Poiché, per caso, mi trovai presente all’evento che ci aveva privato del
legittimo titolare dell’attività informativa, la Direzione Suprema mi
ritenne idoneo ad assumere il nuovo incarico. Nel frattempo,
dappertutto, in quelle che un tempo si erano chiamate “Istituzioni
scolastiche” si provvedeva a formare una nuova classe di “informatori”,
la cui consistenza decresceva progressivamente e le cui “competenze”

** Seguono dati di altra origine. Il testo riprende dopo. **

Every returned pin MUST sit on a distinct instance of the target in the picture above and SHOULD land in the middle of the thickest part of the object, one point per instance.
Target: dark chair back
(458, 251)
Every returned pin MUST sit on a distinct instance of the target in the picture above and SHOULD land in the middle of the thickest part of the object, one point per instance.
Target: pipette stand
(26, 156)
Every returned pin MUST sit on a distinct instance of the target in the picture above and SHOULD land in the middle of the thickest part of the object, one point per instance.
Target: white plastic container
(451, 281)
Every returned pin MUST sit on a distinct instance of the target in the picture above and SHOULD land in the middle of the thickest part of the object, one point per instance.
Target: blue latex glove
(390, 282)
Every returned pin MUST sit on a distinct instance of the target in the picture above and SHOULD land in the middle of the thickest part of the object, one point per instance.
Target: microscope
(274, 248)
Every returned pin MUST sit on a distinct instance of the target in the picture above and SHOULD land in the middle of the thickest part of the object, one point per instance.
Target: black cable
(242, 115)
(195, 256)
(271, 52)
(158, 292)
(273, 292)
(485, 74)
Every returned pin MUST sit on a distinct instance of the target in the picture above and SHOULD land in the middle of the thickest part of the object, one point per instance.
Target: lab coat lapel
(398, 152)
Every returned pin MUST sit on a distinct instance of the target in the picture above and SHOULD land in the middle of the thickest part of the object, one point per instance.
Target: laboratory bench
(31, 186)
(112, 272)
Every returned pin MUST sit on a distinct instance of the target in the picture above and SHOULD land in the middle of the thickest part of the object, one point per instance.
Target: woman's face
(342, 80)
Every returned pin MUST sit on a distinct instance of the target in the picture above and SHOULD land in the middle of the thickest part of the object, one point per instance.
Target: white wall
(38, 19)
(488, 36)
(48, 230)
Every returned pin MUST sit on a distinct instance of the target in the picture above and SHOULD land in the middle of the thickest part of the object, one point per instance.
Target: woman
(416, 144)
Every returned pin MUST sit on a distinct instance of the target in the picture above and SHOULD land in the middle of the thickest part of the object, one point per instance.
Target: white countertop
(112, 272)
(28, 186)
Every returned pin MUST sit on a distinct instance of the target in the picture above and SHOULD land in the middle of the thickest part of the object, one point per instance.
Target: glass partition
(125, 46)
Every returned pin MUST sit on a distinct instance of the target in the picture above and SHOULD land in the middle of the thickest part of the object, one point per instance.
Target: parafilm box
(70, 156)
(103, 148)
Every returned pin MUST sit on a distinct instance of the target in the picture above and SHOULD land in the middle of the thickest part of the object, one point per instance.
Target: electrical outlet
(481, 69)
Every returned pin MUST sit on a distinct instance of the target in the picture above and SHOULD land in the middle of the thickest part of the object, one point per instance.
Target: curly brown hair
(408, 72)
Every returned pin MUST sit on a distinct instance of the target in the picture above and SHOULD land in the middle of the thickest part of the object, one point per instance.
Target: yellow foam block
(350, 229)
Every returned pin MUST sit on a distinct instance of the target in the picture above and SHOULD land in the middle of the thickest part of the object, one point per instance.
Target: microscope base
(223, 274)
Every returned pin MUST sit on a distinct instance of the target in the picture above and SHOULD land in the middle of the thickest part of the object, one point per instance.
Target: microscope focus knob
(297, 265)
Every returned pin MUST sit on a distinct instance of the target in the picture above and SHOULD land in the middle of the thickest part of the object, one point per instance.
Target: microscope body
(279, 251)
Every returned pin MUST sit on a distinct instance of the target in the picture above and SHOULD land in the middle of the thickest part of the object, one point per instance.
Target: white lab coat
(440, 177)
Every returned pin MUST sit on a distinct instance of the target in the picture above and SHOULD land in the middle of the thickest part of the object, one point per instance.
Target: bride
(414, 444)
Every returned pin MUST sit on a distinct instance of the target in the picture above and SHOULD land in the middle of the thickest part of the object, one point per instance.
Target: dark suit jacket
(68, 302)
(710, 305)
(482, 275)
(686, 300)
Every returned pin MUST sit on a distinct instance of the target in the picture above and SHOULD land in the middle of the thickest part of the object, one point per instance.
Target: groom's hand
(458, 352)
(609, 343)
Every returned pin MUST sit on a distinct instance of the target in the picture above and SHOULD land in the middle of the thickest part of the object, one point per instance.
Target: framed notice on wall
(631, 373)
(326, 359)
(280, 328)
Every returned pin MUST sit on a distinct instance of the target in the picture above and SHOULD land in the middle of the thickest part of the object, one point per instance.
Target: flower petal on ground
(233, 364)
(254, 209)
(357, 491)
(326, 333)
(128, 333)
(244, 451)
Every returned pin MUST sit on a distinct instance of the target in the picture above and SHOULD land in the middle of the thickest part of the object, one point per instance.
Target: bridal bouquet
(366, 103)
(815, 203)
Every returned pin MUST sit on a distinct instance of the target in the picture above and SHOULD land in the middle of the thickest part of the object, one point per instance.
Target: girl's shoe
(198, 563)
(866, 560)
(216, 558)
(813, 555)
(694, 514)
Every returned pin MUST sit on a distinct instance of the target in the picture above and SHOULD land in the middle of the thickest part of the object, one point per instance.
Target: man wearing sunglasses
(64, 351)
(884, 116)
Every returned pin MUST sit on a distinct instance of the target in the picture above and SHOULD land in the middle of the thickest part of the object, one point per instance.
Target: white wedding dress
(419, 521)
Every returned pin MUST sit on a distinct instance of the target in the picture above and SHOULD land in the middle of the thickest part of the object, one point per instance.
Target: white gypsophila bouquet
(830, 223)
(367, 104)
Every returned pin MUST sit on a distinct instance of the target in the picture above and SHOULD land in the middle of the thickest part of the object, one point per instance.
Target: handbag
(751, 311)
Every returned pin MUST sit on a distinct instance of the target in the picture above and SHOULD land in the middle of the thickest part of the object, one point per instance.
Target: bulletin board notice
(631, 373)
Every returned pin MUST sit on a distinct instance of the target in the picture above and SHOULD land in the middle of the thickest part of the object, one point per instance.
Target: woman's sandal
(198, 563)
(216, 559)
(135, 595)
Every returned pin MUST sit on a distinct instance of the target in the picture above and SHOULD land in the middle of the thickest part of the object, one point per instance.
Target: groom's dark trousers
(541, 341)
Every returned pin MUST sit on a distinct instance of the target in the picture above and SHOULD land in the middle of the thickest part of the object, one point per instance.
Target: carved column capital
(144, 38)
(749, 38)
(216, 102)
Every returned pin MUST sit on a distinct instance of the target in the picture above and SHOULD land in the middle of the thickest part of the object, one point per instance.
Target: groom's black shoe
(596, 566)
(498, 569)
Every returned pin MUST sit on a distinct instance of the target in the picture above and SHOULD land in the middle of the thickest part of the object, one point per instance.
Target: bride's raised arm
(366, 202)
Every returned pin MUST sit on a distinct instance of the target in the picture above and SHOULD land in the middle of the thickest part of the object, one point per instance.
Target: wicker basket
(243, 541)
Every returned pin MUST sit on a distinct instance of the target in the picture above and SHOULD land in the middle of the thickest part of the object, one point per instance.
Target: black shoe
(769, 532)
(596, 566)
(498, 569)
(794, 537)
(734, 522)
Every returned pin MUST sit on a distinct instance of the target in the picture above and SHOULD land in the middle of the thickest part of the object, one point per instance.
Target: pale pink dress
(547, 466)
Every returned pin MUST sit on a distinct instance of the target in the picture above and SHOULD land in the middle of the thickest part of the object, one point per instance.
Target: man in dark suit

andavano crescendo in proporzione inversa. Quando il numero degli
addetti divenne troppo ridotto per consentire loro di occupare ancora
quegli edifici, conosciuti un tempo con il nome di “scuole”, si
procedette alla loro ridistribuzione sul territorio, assegnando a
ciascuno dei superstiti un’area sempre più grande da controllare e
servire. Si individuarono strutture collocate in posizioni strategiche e
baricentriche rispetto all’area affidata a ciascuno; in quei luoghi si
impiantò una nuova attività di “informazione” a distanza, affidata a
ciascuno dei “depositari”, il cui compito divenne sempre più
automatizzato, grazie anche alla notevole quantità di “oggetti di
apprendimento” ormai disponibili nei grandi repositori. Attualmente,
dopo avere collezionato cinquantadue “attività di informazione”, delle
quali sono titolare unico ed esclusivo, sono stato collocato, insieme a
tutte le apparecchiature di erogazione dei servizio, in questo luogo
fuori dal mondo, dal quale ricevo messaggi di richieste di informazioni
su ciascuna delle mie cinquantadue competenze, che provvedo regolarmente
a soddisfare. Molto tempo è passato dall’avvento della Grande Riforma:
la polvere degli anni ha ricoperto oggetti, materiali, edifici un tempo
utilizzati per trasmettere la “cultura” – altro termine estinto intorno
all’anno 2015. Solo pochi di noi sopravvivono tra quanti avevano operato
come “formatori”: sappiamo della nostra reciproca esistenza attraverso
il “Bollettino Ufficiale degli Informatori”, aggiornato settimanalmente,
a causa dell’età piuttosto avanzata di molti di noi. Ogni settimana
sappiamo quanti siamo e chi è rimasto. Per il resto, non ci vediamo da
oltre dodici anni. L’ultimo incontro fu deciso dal Dipartimento Centrale
dell’Informazione, per assegnare a ciascuno di noi le nuove, definitive
destinazioni. Fu allora che scelsi questo faro: lo scelsi per il suo
significato simbolico, con la speranza e con il desiderio che potesse
illuminare l’orrenda notte che avvolge con le sue ombre impenetrabili il
mondo della conoscenza. Intanto, mentre rispondo all’ennesima richiesta
di informazioni su “Fisica utopica dei mondi virtuali multidimensionali
inanimati”, accarezzo le pagine di questo volume: vere pagine di vera
carta, sopravvissute al Grande Riciclaggio del 2022, una data e un
evento che non dimenticherò mai. Si prese a pretesto il fatto che,
ormai, tutta l’informazione era depositata e trasferita nella Rete e che
l’ennesima crisi energetica stava per provocare una serie di
insostenibili cadute di tensione nel sistema, cosa che ne avrebbe potuto
compromettere per sempre la stabilità. Questo era quanto si affermava
nel decreto, che obbligò a portare tutti i materiali cartacei ai centri
di raccolta e riciclaggio, dove sarebbero stati convertiti in
combustibile. Riuscii ad occultare, non so come, questo unico testo,
documento superstite di un passato dove Conoscenza e Dignità umana erano
due facce della stessa medaglia. E’ una vecchia edizione economica di
un’opera immortale della nostra letteratura: al solo evocarla in questo
scritto, sento rifluire le energie di un tempo, il battito si fa più
frequente e l’emozione sale fino al ciglio del mio occhio. Apro il
volume e, quasi d’istinto, lo sguardo si posa sulla pagina, una pagina
consunta dall’uso, la stessa pagina letta e riletta indefinitamente.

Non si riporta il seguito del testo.